From 728bbc6cbff70051813730fb7977f5d99d867e12 Mon Sep 17 00:00:00 2001
From: Suganath Prabu S <suganath-prabu.subramani@broadcom.com>
Date: Fri, 31 May 2019 08:14:40 -0400
Subject: scsi: mpt3sas: Affinity high iops queues IRQs to local node

High iops queues are mapped to non-managed irqs. Set affinity of
non-managed irqs to local numa node.  Low latency queues are mapped to
managed irqs.

Driver reserves some reply queues for max iops (through
pci_alloc_irq_vectors_affinity and .pre_vectors interface). The rest of
queues are for low latency.

Based on io workload in io submission path, driver will decide which group
of reply queues (either high iops queues or low latency queues) to be
used. High iops queues will be mapped to local numa node of controller and
low latency queues will be mapped to cpus across numa nodes. In general,
high iops and low latency queues should fit into 128 reply queues
which is the max number of reply queues supported by Aero/Sea.

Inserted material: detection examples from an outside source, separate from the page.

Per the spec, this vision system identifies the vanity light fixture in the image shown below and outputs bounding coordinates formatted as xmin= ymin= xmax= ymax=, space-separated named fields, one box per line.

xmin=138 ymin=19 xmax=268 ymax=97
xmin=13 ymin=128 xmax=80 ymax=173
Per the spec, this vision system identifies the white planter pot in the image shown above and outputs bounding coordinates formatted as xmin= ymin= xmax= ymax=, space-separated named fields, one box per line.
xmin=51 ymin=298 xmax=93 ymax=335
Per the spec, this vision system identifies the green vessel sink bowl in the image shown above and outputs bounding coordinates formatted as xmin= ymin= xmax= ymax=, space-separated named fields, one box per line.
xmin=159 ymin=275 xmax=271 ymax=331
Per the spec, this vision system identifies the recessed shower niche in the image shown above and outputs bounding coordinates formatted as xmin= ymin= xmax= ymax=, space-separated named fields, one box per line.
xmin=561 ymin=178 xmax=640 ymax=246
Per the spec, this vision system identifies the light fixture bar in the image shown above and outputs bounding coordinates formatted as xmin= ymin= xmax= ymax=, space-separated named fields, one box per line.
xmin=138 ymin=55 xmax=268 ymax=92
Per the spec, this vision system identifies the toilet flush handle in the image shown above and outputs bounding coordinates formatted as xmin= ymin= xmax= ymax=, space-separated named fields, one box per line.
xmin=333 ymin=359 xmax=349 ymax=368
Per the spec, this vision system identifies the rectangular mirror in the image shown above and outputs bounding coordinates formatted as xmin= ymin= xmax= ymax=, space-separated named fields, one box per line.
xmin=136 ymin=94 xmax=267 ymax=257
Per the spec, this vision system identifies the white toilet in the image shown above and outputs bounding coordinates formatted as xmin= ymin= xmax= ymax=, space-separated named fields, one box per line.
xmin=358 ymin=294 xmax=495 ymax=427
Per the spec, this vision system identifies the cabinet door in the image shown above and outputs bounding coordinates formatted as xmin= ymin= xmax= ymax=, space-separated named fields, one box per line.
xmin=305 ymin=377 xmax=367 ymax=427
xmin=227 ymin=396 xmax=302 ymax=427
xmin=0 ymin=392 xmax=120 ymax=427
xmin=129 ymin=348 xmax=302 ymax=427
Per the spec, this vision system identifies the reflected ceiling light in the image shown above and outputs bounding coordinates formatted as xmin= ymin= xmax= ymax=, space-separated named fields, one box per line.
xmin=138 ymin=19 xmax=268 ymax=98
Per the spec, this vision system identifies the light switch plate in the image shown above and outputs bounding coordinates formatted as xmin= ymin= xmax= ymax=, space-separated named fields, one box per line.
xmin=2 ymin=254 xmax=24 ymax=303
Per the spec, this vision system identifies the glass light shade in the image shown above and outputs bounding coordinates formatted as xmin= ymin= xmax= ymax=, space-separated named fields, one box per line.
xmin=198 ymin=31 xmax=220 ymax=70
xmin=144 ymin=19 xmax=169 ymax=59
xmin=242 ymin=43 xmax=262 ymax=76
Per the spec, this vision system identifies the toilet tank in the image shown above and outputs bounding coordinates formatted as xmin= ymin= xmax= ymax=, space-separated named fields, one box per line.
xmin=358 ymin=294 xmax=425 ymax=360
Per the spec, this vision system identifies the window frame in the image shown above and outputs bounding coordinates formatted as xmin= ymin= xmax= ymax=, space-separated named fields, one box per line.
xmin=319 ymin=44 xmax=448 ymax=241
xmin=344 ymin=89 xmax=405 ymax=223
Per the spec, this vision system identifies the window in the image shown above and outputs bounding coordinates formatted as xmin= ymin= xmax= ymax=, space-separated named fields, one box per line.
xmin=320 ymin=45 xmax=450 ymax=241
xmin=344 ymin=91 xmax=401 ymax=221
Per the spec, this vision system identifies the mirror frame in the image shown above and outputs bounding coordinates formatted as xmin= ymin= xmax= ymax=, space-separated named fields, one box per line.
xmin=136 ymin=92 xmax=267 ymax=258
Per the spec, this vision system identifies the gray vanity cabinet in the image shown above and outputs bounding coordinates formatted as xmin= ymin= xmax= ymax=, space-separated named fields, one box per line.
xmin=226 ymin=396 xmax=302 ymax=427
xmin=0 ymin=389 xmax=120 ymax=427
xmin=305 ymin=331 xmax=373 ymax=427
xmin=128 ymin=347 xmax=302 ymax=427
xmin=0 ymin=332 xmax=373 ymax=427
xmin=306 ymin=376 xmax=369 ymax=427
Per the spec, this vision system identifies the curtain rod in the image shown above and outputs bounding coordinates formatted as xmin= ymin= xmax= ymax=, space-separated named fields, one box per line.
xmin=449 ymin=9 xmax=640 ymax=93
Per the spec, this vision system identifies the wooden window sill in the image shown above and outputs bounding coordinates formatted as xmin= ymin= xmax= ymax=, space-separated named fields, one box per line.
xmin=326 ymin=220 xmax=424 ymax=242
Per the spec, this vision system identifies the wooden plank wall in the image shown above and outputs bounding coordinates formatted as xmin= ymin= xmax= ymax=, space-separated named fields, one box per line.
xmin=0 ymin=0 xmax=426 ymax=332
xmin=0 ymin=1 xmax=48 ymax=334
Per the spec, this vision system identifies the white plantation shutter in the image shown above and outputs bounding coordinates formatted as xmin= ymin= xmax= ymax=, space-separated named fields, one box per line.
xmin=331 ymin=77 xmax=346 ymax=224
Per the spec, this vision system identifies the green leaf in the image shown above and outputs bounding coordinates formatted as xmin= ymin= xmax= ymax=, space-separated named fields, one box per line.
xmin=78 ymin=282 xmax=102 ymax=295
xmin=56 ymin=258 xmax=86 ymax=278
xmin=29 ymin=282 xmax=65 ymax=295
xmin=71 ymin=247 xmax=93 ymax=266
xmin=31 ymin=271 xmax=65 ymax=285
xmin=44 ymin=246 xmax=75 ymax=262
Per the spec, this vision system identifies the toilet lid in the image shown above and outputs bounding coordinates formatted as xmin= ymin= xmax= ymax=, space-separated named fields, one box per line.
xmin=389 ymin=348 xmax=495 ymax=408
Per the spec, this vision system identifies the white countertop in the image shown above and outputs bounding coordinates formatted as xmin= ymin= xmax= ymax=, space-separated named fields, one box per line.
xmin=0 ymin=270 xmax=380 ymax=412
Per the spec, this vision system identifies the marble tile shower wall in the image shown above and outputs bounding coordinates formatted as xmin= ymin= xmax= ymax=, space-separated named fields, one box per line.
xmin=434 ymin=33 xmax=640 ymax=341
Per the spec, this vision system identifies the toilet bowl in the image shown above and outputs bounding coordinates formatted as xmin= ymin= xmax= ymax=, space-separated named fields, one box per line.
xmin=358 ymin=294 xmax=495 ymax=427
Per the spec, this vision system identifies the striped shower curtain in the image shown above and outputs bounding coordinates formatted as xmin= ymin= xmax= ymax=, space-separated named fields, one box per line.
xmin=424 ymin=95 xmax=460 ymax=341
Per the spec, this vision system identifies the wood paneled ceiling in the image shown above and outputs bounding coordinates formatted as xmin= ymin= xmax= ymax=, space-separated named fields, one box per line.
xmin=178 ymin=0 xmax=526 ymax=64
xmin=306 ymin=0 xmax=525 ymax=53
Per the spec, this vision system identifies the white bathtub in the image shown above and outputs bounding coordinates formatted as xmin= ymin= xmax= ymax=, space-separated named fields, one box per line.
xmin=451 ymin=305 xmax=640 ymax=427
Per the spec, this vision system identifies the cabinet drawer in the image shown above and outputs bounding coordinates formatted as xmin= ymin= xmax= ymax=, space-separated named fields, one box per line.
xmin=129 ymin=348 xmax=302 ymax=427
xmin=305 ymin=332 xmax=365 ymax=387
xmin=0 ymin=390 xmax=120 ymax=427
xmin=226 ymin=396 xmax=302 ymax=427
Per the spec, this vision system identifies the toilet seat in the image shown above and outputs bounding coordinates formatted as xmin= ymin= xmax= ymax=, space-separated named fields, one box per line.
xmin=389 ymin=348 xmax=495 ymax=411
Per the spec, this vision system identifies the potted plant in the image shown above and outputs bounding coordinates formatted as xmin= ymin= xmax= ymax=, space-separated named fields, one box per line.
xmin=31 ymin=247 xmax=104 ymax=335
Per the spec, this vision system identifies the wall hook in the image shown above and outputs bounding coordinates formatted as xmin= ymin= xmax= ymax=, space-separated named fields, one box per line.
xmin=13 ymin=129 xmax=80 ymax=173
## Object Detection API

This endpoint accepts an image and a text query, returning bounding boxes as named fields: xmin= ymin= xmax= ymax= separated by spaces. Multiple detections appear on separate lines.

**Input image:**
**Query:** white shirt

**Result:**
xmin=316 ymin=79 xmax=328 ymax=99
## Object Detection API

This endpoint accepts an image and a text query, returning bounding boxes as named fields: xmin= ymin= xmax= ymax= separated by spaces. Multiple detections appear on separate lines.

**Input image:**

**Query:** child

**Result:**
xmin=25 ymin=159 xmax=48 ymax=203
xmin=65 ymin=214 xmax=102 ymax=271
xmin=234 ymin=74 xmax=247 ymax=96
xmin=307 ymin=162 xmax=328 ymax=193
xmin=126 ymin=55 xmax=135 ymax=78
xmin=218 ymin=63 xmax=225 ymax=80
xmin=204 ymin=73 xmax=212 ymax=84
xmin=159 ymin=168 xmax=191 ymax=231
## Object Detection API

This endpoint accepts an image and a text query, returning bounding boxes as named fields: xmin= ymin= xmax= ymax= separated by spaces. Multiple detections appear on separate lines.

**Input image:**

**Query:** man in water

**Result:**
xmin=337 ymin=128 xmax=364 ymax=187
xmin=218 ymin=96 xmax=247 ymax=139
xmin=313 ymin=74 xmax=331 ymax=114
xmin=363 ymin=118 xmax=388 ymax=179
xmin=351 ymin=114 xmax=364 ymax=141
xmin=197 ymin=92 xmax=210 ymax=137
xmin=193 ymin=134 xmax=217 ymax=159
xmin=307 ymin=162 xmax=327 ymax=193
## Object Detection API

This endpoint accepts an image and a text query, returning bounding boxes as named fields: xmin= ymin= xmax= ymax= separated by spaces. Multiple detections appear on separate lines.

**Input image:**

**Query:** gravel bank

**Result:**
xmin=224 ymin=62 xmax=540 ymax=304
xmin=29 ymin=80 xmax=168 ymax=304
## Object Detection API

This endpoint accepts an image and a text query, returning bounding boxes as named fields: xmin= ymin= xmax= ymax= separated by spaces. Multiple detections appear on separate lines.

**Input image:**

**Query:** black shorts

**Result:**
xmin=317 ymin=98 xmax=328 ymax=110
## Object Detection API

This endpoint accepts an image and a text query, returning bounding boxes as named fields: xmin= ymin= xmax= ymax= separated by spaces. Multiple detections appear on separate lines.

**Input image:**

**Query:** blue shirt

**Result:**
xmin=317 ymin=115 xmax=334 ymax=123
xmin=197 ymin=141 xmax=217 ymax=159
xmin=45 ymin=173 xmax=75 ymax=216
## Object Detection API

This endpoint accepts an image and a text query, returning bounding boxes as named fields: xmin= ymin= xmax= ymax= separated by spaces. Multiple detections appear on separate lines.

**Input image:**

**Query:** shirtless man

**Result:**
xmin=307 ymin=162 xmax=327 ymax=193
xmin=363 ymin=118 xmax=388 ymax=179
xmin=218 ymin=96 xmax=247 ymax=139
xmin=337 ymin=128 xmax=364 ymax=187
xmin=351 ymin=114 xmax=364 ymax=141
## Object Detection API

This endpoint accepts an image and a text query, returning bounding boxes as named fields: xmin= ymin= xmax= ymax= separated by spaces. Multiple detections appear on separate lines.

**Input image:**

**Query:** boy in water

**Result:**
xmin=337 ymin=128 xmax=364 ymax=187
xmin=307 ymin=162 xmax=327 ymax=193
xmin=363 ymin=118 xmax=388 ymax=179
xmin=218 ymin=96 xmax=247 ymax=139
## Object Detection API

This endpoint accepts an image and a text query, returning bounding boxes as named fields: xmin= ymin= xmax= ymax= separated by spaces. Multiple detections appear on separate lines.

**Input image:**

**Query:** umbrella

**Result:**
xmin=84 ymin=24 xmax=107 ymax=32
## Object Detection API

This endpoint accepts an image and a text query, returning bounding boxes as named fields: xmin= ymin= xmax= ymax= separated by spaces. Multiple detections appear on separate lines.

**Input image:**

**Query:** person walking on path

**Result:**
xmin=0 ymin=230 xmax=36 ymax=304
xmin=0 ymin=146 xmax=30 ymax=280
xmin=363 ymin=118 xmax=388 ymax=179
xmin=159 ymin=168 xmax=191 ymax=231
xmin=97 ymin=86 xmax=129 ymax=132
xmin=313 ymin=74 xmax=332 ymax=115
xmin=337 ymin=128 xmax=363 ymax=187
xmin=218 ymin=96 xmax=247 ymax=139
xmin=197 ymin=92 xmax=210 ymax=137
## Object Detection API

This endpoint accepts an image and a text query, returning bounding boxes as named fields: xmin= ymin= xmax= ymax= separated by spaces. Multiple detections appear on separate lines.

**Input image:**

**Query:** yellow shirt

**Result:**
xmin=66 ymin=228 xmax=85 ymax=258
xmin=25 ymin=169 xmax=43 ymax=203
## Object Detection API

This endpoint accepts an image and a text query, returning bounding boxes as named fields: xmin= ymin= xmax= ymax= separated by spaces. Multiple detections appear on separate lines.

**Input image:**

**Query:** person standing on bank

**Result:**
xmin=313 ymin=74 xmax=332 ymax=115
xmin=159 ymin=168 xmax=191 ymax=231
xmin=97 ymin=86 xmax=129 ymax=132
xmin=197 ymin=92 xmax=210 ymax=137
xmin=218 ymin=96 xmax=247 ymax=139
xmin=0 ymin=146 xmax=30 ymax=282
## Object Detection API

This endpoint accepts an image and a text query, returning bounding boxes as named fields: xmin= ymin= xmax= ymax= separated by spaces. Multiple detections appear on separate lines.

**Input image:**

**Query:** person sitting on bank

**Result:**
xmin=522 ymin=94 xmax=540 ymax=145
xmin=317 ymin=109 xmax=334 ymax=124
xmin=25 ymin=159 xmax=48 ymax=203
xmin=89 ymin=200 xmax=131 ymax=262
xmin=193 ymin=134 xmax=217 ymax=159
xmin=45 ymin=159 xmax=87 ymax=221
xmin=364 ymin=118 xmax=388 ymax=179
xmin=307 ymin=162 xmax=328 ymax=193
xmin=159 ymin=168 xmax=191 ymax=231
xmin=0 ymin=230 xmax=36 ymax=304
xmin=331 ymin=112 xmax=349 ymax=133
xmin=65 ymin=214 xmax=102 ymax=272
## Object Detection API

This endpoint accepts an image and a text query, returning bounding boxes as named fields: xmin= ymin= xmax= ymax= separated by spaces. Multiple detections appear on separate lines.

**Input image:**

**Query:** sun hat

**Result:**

Signed-off-by: Suganath Prabu S <suganath-prabu.subramani@broadcom.com>
Signed-off-by: Martin K. Petersen <martin.petersen@oracle.com>
---
 drivers/scsi/mpt3sas/mpt3sas_base.c | 73 +++++++++++++++++++++++++++++++------
 1 file changed, 62 insertions(+), 11 deletions(-)

(limited to 'drivers/scsi/mpt3sas/mpt3sas_base.c')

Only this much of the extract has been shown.